Support From Jackson
In September, 1984, a Los Angeles-based INS agent attended two sanctuary events in Los Angeles, including one on Sept. 30 in which Jesse Jackson, who had sought the Democratic presidential nomination, gave support for the movement and “expressed the usual anti-Reagan sentiment,” the agent reported.
“Of course, everyone knew this would be a controversial case because priests and nuns were being indicted,” Reno said in an interview, denying that the case had been prosecuted for political reasons.
Besides, he added, “They singled themselves out for prosecution.”

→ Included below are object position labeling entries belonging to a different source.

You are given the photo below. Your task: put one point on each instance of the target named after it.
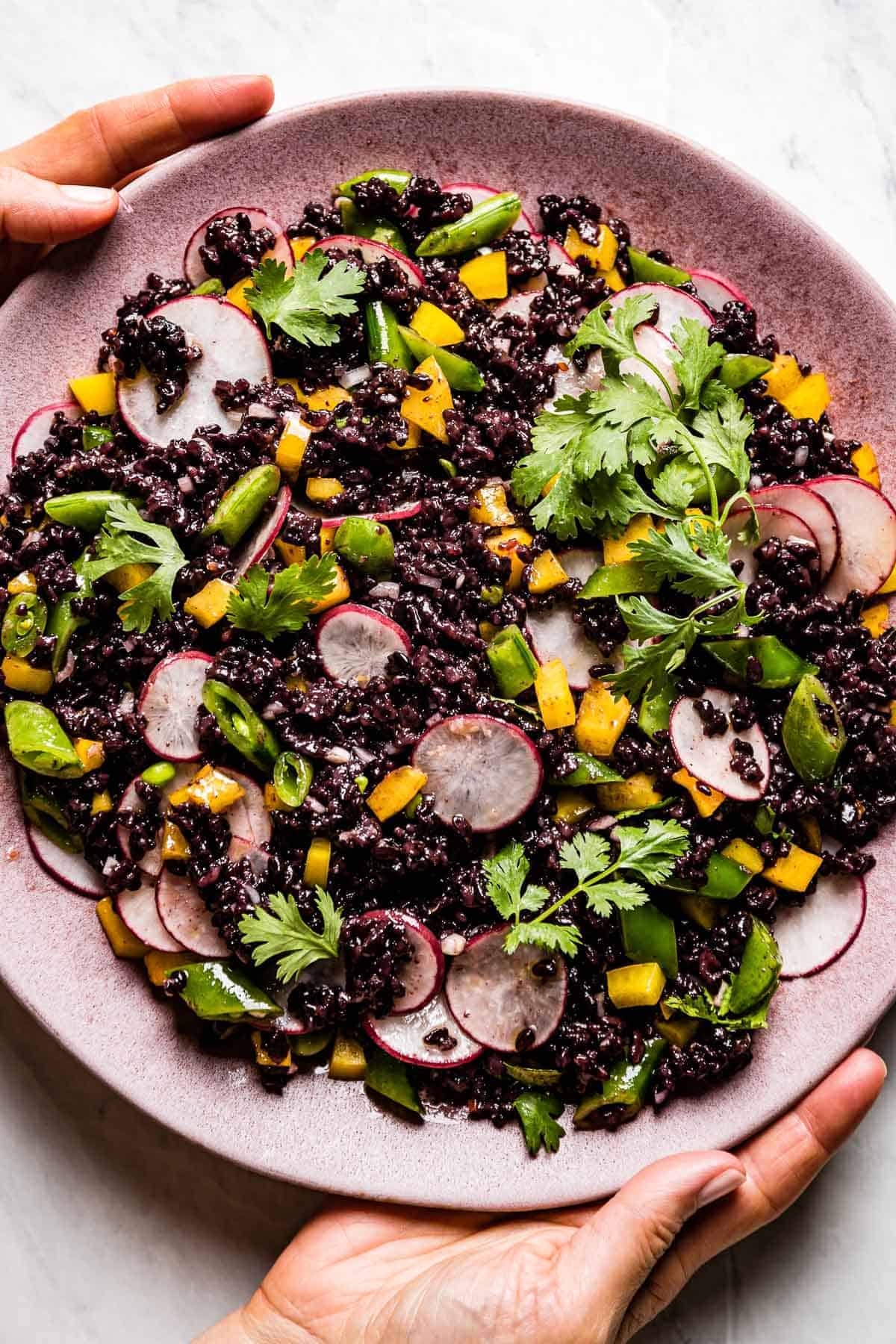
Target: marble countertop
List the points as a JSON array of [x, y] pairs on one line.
[[113, 1228]]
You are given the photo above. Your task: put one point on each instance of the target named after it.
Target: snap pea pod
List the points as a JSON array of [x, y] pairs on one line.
[[485, 222], [40, 742], [240, 724], [462, 376], [778, 665]]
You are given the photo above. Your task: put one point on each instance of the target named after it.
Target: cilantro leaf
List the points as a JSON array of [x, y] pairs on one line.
[[282, 934], [287, 604], [538, 1115]]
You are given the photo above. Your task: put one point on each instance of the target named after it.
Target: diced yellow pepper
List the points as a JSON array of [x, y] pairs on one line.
[[554, 695], [121, 940], [96, 393], [210, 604], [505, 544], [601, 719], [485, 276], [489, 505], [795, 870], [546, 573], [706, 799], [635, 987], [20, 676], [395, 792], [317, 862], [435, 326]]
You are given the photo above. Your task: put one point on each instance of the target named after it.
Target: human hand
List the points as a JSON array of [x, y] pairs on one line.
[[60, 184], [598, 1275]]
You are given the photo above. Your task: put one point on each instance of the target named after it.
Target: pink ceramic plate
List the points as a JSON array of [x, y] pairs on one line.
[[53, 953]]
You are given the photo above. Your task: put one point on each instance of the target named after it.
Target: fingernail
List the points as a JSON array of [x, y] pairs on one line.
[[722, 1184]]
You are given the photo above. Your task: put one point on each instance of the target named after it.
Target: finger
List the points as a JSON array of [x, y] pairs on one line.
[[104, 144], [780, 1164], [37, 211]]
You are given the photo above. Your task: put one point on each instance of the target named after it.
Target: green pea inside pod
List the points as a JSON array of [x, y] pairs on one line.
[[23, 624]]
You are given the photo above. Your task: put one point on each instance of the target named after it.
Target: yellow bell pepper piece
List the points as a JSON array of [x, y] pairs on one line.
[[435, 326], [505, 544], [121, 940], [554, 695], [635, 987], [795, 870], [485, 276], [426, 409], [489, 505], [395, 792], [96, 393], [601, 719], [20, 676]]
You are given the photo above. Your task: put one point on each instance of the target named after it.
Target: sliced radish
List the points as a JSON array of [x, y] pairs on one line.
[[815, 514], [773, 523], [422, 976], [72, 870], [709, 759], [140, 913], [34, 433], [193, 268], [867, 523], [672, 305], [260, 544], [371, 253], [813, 936], [405, 1036], [168, 703], [481, 769], [233, 347], [497, 999], [186, 915], [355, 643]]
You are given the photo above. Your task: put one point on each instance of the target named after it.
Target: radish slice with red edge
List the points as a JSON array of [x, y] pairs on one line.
[[503, 1001], [186, 915], [355, 643], [813, 936], [429, 1036], [343, 245], [481, 769], [137, 909], [815, 511], [422, 976], [774, 523], [72, 870], [867, 523], [193, 267], [168, 702], [709, 759], [34, 433], [233, 347]]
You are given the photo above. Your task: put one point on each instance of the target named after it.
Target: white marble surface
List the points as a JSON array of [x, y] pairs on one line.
[[113, 1229]]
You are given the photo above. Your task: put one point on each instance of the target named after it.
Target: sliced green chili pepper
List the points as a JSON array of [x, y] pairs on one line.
[[813, 732], [778, 665], [487, 221], [461, 374], [240, 507], [40, 742], [512, 662], [626, 1086], [23, 624], [293, 777], [385, 344], [240, 724], [366, 544]]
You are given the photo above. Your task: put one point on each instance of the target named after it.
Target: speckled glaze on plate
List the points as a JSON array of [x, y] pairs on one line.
[[673, 194]]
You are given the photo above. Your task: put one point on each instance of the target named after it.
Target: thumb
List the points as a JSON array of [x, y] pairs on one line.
[[38, 211]]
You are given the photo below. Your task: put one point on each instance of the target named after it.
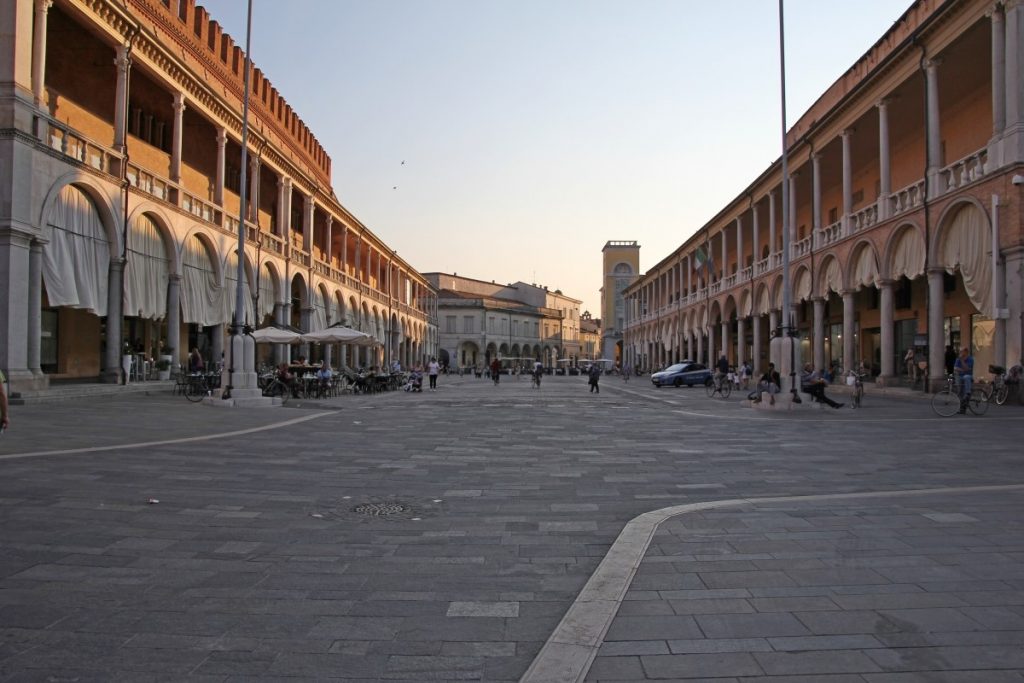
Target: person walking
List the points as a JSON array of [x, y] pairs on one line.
[[595, 376], [432, 369]]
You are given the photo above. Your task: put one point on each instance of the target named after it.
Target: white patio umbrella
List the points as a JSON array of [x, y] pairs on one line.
[[274, 335]]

Since 1982, leaders of the movement have welcomed interviews by the news media and allowed television cameras to follow them occasionally as they transported refugees across the country.
They have distributed thousands of brochures, conducted public caravans of aliens through downtown streets and established a toll-free telephone number to widen their network. Fife even posted a billboard-sized sign in front of his church announcing in Spanish that the church was a “sanctuary for the oppressed of Central America.”
Informants to Testify
But such activities did not constitute the sort of evidence that he needed for trial, Reno said. “It was necessary to make the recordings to corroborate informants’ reports,” he said. The informants will testify at the trial, but the tapes will not be introduced because they are unnecessary and “difficult to work with,” Reno added.
Defense attorneys said they suspect that Reno will not introduce the tapes because they could reveal the defendants’ motivations.
The defendants say they are following ancient traditions of sanctuary. Moreover, they add, they were acting in accordance with international treaties and the 1980 U.S. Refugee Act, both of which require countries to grant asylum to anyone who has legitimate fear of persecution in his homeland.
Contrasted with some nonviolent movements of the past, they contend that they are not practicing civil disobedience. “It is the INS who is violating the law, not us,” asserted Jim Corbett, 52, a Quaker and retired rancher who, with Fife, is considered a co-founder of the movement.
Carroll has ruled that the defendants have the right to mount an unusual but legitimate “advice of counsel” defense that contends they were innocent because they had not intended to break the law, had consulted attorneys, and had been advised that what they were doing was legal.